Antibonding molecular orbitals result from out-of-phase combinations of atomic wave functions and electrons in these orbitals make a molecule less stable. Molecular orbitals located along an internuclear axis are called σ MOs. They can be formed from s orbitals or from p orbitals oriented in an end-to-end fashion. Molecular orbitals formed from p orbitals oriented in a side-by-side fashion have electron density on opposite sides of the internuclear axis and are called π orbitals.

We can describe the electronic structure of diatomic molecules by applying molecular orbital theory to the valence electrons of the atoms. Electrons fill molecular orbitals following the same rules that apply to filling atomic orbitals; Hund’s rule and the Aufbau principle tell us that lower-energy orbitals will fill first, electrons will spread out before they pair up, and each orbital can hold a maximum of two electrons with opposite spins.

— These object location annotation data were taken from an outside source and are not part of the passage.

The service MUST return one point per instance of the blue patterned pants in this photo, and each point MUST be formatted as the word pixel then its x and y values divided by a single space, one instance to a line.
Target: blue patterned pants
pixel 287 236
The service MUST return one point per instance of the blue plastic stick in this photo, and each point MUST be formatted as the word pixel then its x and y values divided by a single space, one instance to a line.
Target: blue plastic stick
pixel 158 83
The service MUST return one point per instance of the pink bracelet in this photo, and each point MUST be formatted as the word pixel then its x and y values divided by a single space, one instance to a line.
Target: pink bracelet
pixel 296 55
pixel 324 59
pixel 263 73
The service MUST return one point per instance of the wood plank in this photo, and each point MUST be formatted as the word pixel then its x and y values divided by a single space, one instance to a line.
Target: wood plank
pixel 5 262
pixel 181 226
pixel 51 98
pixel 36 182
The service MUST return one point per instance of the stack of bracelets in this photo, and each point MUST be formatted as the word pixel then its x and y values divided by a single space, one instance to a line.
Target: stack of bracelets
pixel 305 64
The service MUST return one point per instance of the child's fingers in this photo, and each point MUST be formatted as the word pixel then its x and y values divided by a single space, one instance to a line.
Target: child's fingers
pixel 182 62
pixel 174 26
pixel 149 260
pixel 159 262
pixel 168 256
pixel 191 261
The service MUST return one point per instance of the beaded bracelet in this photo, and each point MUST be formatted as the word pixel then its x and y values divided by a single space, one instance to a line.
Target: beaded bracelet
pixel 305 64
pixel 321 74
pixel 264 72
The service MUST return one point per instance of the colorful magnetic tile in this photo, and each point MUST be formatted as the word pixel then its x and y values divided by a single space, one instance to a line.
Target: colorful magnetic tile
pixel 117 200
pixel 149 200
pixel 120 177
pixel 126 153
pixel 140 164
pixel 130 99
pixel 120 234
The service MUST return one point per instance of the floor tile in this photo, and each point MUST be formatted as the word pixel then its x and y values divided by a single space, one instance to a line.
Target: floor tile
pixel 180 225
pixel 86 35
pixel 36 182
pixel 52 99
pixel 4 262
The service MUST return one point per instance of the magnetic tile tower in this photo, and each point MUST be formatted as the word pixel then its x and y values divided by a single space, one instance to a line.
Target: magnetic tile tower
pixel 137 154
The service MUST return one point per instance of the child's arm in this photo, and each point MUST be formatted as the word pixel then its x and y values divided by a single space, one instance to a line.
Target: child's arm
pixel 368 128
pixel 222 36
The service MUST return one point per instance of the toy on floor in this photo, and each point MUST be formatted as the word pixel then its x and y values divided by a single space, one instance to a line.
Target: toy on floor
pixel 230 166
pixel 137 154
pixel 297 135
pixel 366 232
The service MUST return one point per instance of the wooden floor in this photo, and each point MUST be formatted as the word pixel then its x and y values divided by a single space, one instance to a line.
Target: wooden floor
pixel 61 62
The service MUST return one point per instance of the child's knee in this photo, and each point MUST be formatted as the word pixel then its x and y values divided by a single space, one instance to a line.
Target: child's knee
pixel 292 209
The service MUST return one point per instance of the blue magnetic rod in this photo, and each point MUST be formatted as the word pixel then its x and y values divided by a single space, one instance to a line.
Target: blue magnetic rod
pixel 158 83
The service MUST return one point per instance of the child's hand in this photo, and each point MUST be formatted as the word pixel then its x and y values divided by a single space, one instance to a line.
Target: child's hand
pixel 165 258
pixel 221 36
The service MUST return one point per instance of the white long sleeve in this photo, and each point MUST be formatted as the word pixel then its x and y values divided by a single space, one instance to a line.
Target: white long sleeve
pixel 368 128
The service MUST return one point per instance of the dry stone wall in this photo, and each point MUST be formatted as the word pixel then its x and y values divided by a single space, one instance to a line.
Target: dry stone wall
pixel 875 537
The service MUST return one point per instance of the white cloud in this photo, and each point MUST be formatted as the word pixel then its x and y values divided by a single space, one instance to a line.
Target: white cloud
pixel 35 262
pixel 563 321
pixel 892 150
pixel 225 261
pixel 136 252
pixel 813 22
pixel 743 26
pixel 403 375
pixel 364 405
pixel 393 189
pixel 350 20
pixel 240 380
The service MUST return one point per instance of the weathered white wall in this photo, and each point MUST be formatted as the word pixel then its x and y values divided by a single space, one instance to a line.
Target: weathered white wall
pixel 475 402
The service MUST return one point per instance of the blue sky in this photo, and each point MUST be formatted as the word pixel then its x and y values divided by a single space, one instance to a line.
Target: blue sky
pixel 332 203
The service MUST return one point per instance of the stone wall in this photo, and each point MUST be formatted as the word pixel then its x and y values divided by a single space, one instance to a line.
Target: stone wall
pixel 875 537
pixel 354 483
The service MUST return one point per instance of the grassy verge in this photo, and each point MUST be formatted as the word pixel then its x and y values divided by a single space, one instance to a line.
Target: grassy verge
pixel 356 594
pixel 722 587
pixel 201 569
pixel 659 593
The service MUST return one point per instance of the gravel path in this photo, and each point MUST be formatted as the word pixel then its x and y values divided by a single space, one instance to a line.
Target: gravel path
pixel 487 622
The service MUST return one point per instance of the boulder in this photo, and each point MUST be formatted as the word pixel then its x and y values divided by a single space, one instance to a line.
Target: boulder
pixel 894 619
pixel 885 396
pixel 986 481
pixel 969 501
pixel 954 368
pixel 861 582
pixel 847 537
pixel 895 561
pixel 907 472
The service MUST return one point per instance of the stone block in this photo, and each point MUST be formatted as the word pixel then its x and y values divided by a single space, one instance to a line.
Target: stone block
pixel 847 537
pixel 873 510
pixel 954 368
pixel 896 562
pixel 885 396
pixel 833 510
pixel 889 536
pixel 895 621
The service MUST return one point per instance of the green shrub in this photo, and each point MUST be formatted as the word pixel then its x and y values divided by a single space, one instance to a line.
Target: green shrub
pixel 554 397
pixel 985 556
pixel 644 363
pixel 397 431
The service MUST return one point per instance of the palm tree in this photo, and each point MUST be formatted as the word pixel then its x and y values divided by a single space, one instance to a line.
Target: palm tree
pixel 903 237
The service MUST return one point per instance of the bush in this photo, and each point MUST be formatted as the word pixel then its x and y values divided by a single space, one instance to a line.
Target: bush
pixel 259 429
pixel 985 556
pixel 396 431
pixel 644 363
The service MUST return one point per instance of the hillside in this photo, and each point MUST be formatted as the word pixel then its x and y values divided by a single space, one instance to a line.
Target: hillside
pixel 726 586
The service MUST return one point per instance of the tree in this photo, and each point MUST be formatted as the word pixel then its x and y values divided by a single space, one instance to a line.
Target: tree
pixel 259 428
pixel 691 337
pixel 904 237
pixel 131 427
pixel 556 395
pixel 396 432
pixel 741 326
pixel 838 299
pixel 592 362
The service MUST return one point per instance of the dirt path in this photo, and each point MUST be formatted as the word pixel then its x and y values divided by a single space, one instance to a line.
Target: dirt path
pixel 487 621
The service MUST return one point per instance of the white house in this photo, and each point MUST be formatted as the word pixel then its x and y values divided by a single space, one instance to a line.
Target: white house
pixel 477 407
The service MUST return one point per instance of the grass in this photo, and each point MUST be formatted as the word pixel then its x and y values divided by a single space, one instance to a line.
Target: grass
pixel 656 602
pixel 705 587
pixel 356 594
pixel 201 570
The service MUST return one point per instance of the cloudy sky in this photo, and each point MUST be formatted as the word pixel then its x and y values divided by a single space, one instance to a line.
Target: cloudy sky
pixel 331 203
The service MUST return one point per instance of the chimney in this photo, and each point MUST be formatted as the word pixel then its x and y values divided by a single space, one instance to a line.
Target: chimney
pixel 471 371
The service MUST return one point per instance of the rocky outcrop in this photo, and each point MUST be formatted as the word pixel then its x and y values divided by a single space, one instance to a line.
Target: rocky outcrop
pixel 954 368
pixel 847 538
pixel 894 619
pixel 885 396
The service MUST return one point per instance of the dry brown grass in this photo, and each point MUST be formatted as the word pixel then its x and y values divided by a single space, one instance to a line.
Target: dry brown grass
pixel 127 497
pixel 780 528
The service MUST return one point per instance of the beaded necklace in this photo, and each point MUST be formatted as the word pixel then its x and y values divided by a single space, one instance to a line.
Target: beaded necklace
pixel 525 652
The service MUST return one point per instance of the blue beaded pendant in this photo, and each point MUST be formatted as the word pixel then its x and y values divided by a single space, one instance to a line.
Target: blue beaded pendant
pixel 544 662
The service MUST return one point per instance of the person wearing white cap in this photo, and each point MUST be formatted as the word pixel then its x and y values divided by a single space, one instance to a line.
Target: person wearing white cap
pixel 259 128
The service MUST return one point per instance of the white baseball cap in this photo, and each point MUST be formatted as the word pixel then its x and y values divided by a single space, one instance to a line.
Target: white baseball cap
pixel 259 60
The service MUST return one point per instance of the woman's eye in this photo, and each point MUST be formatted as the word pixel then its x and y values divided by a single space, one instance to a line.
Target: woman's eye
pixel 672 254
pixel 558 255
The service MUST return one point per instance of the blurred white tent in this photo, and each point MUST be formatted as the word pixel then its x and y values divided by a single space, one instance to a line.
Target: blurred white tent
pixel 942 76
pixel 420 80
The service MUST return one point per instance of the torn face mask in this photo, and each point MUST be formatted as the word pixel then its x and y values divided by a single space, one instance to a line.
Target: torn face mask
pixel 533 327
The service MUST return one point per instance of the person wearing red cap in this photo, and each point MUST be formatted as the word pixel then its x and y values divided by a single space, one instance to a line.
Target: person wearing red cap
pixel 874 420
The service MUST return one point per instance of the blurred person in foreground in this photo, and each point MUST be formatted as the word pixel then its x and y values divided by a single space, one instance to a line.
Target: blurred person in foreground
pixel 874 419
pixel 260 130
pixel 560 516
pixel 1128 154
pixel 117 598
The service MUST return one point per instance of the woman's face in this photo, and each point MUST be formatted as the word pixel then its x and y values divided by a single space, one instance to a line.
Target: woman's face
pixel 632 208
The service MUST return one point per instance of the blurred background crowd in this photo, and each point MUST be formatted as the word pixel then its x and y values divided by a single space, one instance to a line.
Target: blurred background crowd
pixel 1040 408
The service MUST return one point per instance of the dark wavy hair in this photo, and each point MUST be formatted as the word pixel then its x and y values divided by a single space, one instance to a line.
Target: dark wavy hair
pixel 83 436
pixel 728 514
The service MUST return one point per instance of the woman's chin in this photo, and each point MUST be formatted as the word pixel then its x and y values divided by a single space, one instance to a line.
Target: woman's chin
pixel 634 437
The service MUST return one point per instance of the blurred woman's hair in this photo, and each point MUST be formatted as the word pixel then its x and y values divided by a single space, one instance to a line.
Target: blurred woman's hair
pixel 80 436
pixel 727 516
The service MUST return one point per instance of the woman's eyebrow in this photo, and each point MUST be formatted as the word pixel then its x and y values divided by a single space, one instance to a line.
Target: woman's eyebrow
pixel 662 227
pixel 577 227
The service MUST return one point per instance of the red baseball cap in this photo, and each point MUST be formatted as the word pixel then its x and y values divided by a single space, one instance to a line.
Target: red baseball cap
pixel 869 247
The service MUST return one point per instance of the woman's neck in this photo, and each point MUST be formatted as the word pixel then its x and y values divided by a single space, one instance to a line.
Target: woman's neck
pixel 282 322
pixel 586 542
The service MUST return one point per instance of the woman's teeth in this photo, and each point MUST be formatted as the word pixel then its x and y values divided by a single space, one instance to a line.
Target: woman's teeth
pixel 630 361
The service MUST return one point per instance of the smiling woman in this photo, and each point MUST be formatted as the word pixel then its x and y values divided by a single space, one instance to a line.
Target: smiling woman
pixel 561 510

Materials with unpaired electrons are paramagnetic and attracted to a magnetic field, while those with all-paired electrons are diamagnetic and repelled by a magnetic field. Correctly predicting the magnetic properties of molecules is in advantage of molecular orbital theory over Lewis structures and valence bond theory.

## Key Equations

• $$\text{bond order}=\phantom{\rule{0.2em}{0ex}}\frac{\left(\text{number of bonding electron}\right)-\left(\text{number of antibonding electrons}\right)}{2}$$

## Glossary

### antibonding orbital

molecular orbital located outside of the region between two nuclei; electrons in an antibonding orbital destabilize the molecule

### bond order

number of pairs of electrons between two atoms; it can be found by the number of bonds in a Lewis structure or by the difference between the number of bonding and antibonding electrons divided by two

### bonding orbital

molecular orbital located between two nuclei; electrons in a bonding orbital stabilize a molecule

### degenerate orbitals

orbitals that have the same energy

### diamagnetism

phenomenon in which a material is not magnetic itself but is repelled by a magnetic field; it occurs when there are only paired electrons present

### homonuclear diatomic molecule

molecule consisting of two identical atoms

### linear combination of atomic orbitals

technique for combining atomic orbitals to create molecular orbitals

### molecular orbital

region of space in which an electron has a high probability of being found in a molecule

### molecular orbital diagram

visual representation of the relative energy levels of molecular orbitals

### molecular orbital theory

model that describes the behavior of electrons delocalized throughout a molecule in terms of the combination of atomic wave functions

### paramagnetism

phenomenon in which a material is not magnetic itself but is attracted to a magnetic field; it occurs when there are unpaired electrons present

### π bonding orbital

molecular orbital formed by side-by-side overlap of atomic orbitals, in which the electron density is found on opposite sides of the internuclear axis

### π* bonding orbital

antibonding molecular orbital formed by out of phase side-by-side overlap of atomic orbitals, in which the electron density is found on both sides of the internuclear axis, and there is a node between the nuclei

### σ bonding orbital

molecular orbital in which the electron density is found along the axis of the bond

### σ* bonding orbital

antibonding molecular orbital formed by out-of-phase overlap of atomic orbital along the axis of the bond, generating a node between the nuclei

### s-p mixing

change that causes σp orbitals to be less stable than πp orbitals due to the mixing of s and p-based molecular orbitals of similar energies.